ETL configuration reference

Config file: src/cases/alpha_d/configs/etl.yaml

Key

Default

Description

etl.processing.num_processes

4

Parallel workers

etl.source.input_dir

(required)

Parametric study root directory

etl.source.mesh_scale

1.0

Mesh coordinate scale factor

etl.source.exodus_filename

simulation_out.e

Exodus filename in each case dir

etl.transformations.alpha_d_transform.n_stations

50

Axial stations per case

etl.transformations.alpha_d_transform.buffer_diams

1.0

Upstream/downstream buffer (pipe diameters)

etl.transformations.alpha_d_transform.rho

1.0

Fluid density (kg/m^3)

etl.sink.output_dir

(required)

Directory for output Zarr stores

Step 2: PyCaret feature selection

The MLP training config selects its inputs from a selected_features.txt file written by PyCaret. Run this step after ETL and before training:

cd src && python cases/alpha_d/run_feature_selection_pycaret.py

The script reads the per-case Zarr stores from ../data/flow_contraction_expansion/parametric_study/processed/ (override with data.zarr_dir=…), runs PyCaret regression with GroupKFold by case_id over the ALLOWLIST-constrained candidate set, and writes selected_features.txt to ../data/feature_analysis/pycaret/default/ (override with output.dir=…).
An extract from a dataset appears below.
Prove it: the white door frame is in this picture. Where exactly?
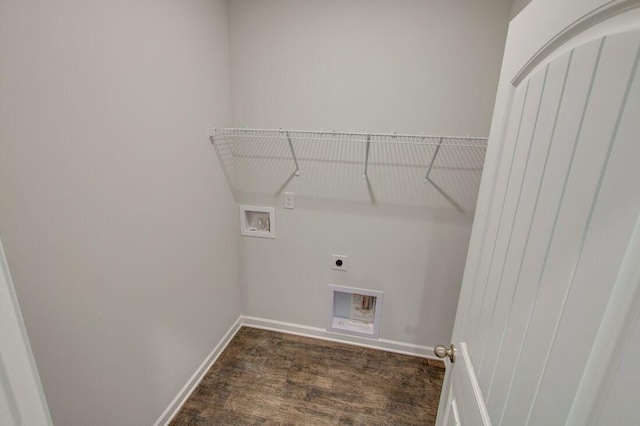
[0,240,53,426]
[437,0,640,424]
That output path is exactly where train_mlp.yaml’s data.input_columns_file points, so the MLP training step picks it up with no extra flags.
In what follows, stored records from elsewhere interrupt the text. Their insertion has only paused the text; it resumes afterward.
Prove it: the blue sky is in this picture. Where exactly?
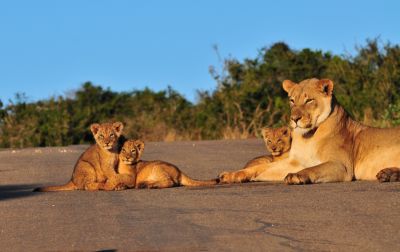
[0,0,400,103]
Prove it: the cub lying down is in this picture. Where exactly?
[219,126,292,183]
[110,140,217,190]
[34,122,124,192]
When you can skip this step

  • Conv1D (train_conv1d) hard-codes its input columns in train_conv1d.yaml, so the Conv1D path does not need PyCaret output.

  • For the MLP, you can also bypass PyCaret by passing an explicit list on the CLI:

    python train.py --config-path cases/alpha_d/configs --config-name train_mlp \
      data.input_columns_file=null \
      'data.input_columns=[log10_Re,Dr,Lr,z_hat,d_local_over_D,V_local_over_V_bulk]'
    

Common knobs

# Keep more features than the default 6
python cases/alpha_d/run_feature_selection_pycaret.py \
  pycaret.setup.n_features_to_select=8

# Write output somewhere else
python cases/alpha_d/run_feature_selection_pycaret.py \
  output.dir=../data/feature_analysis/pycaret/run_1

If you change output.dir, also override data.input_columns_file=…/selected_features.txt in Step 3 so training reads from the same place.

Step 3: Train the MLP

The training config src/cases/alpha_d/configs/train_mlp.yaml is pre-configured for the axial-profile MLP.

Run training

docker compose run --rm etl bash -lc 'cd src && python train.py --config-path cases/alpha_d/configs --config-name train_mlp'

This trains a 6-layer FullyConnected MLP (layer_size=128, activation=silu, skip_connections=true) on log(alpha_D) using MSE loss.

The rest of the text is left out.